One of those he called upon was Albert Wohlstetter. Wohlstetter had only recently begun to brief R-290 around the Pentagon, and firmly believed that the issues raised in that study were the most important in the entire realm of national security. This round of briefings was progressing more briskly than had been the case with the early months of his overseas-base study of a few years earlier. Already, he had briefed R-290 to Defense Secretary Charles Wilson, and accompanying him to that briefing had been not only a fair number of Air Force generals but also General Nathan Twining, Chairman of the Joint Chiefs of Staff. But now Gaither was talking about something potentially larger—a Presidentially appointed commission, packed with prominent names, that might change the whole focus of the Eisenhower Administration’s skimpy and unimaginative defense policies.
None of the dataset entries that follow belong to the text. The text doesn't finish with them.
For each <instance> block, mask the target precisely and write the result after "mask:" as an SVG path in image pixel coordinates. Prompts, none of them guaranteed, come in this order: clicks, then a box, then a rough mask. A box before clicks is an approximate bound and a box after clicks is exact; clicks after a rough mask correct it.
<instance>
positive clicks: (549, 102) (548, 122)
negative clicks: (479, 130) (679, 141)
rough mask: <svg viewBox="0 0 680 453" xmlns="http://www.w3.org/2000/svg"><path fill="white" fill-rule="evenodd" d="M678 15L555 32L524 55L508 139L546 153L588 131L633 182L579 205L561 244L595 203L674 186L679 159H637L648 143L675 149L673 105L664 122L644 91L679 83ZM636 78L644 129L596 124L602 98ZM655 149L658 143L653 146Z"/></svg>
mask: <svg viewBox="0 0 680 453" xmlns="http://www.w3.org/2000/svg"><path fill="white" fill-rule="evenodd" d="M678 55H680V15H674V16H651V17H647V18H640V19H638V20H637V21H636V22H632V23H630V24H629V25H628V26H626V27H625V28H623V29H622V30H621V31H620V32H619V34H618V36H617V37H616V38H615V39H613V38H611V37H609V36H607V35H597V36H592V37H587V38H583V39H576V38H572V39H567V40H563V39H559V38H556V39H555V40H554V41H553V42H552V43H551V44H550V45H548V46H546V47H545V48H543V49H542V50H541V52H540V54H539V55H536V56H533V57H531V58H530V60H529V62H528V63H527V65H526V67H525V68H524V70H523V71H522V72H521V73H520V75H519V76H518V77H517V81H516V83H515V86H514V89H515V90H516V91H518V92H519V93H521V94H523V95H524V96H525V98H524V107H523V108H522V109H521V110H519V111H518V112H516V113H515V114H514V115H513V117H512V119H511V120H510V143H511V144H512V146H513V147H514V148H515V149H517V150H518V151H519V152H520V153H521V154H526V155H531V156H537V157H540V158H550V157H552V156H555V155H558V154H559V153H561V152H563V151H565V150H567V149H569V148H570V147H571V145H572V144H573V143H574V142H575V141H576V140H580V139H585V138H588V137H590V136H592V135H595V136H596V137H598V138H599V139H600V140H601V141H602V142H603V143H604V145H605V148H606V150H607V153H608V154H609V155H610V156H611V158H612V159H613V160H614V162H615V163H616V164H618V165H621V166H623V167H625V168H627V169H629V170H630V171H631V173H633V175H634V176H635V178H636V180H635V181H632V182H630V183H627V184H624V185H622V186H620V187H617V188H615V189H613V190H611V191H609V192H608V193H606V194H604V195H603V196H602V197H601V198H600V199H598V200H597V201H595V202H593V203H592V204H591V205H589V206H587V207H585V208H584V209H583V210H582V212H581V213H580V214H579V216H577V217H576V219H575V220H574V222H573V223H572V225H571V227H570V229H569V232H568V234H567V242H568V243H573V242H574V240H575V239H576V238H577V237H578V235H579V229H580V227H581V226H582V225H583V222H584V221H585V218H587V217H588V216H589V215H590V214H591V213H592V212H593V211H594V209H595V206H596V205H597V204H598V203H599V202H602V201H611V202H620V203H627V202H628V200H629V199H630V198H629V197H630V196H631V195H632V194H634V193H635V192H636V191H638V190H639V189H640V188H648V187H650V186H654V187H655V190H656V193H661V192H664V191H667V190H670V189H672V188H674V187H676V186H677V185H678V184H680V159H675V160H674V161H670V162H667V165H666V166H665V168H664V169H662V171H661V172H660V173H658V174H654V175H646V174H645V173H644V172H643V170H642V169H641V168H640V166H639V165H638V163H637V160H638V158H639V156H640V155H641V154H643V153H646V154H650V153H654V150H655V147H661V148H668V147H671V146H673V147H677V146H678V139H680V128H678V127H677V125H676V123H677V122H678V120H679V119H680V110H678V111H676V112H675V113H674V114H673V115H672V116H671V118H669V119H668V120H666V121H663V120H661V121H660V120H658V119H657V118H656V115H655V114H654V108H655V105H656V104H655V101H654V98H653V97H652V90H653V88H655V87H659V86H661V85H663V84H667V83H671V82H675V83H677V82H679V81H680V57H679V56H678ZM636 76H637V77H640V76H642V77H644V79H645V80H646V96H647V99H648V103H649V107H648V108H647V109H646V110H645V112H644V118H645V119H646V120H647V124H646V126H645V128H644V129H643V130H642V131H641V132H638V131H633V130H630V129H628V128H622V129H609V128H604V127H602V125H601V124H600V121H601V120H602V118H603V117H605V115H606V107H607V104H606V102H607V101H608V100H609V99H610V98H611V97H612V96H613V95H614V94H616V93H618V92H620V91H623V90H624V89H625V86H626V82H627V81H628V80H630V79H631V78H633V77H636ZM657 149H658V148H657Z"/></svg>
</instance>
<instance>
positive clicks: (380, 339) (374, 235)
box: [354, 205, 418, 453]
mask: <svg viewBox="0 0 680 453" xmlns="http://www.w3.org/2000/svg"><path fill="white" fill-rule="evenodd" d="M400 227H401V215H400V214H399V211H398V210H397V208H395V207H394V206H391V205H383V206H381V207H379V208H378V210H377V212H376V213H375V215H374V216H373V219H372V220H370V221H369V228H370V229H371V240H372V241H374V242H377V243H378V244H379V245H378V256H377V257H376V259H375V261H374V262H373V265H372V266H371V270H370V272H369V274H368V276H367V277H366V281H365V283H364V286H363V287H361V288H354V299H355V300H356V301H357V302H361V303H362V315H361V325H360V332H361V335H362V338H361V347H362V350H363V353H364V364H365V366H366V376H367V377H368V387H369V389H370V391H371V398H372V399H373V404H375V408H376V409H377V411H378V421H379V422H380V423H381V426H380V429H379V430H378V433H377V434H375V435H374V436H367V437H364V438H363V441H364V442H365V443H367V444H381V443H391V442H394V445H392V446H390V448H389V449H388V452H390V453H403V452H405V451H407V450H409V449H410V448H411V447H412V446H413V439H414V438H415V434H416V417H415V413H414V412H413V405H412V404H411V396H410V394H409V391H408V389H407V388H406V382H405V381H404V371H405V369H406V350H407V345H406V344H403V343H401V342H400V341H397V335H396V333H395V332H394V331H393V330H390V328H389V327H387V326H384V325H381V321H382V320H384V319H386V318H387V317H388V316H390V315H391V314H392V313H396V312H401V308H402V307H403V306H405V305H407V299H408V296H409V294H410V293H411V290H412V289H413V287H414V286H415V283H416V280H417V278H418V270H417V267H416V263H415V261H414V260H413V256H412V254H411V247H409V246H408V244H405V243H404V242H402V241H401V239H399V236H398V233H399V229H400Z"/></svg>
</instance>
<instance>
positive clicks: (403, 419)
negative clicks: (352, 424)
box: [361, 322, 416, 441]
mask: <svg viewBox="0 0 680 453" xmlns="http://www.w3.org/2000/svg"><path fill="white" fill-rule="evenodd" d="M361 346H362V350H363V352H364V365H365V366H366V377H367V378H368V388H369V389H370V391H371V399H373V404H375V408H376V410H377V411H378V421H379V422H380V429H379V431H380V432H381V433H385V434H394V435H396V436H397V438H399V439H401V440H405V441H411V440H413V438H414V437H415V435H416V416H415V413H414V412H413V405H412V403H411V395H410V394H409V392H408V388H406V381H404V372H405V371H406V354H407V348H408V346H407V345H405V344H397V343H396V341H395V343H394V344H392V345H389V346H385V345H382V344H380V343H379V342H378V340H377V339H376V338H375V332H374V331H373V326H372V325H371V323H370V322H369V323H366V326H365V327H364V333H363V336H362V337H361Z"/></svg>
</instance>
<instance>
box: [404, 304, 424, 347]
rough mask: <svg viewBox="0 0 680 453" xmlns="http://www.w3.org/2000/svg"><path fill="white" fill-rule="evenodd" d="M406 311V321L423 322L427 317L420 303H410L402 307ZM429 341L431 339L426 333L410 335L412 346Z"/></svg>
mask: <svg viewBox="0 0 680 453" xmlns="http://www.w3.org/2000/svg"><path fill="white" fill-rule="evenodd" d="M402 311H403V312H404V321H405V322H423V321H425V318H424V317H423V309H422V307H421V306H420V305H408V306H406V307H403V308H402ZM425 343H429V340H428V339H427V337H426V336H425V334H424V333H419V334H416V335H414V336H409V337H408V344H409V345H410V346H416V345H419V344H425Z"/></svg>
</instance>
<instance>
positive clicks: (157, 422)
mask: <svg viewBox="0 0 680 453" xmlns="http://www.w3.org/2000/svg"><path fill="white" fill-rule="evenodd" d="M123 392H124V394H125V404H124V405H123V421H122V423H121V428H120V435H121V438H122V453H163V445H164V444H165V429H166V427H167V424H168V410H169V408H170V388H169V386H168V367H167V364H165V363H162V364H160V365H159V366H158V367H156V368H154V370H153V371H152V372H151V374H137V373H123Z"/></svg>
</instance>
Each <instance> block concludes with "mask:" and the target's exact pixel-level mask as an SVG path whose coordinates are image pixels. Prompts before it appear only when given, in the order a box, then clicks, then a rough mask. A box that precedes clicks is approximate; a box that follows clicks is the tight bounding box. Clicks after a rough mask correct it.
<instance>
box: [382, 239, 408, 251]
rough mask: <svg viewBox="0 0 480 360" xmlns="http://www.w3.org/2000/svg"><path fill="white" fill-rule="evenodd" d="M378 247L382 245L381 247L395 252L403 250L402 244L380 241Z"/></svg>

Wohlstetter tried to convince Gaither that civil defense did not lie at the heart of the matter. He reminded Gaither of the R-290 and overseas-base studies, which Wohlstetter had briefed to him as chairman of RAND’s board of directors. Wohlstetter suggested that the vulnerability of SAC was the most critical issue facing the country, far more critical than civil defense, and that perhaps Gaither should broaden the terms of his mandate to include the problem of maintaining a ready and effective second-strike capability in the face of a Soviet surprise attack.

Gaither agreed and when the panel began to meet very secretly that summer in the Executive Office Building next door to the White House, he had little trouble convincing the other members that they should perhaps consider civil defense in the context of broader security issues. Certainly Robert Sprague and Phinney Baxter had no problems with the idea, having served just two years earlier on Killian’s surprise attack panel.

By August the project was under way. An advisory panel of still more prominent men had been established to give the committee greater prestige and credibility—Ernest Lawrence of Livermore Lab, former Defense Secretary Robert Lovett, John McCloy of Chase Manhattan Bank, Frank Stanton of CBS, Mervin Kelly of Bell Labs, General Jimmy Doolittle, General John Hull, former Chief of Naval Operations Admiral Robert Carney. And the steering panel—the original group composed of Gaither, Sprague, Baxter, Foster and the rest—organized a team of seventy-one scientists, economists, weapons experts, and past and present government officials to serve as a vast research staff.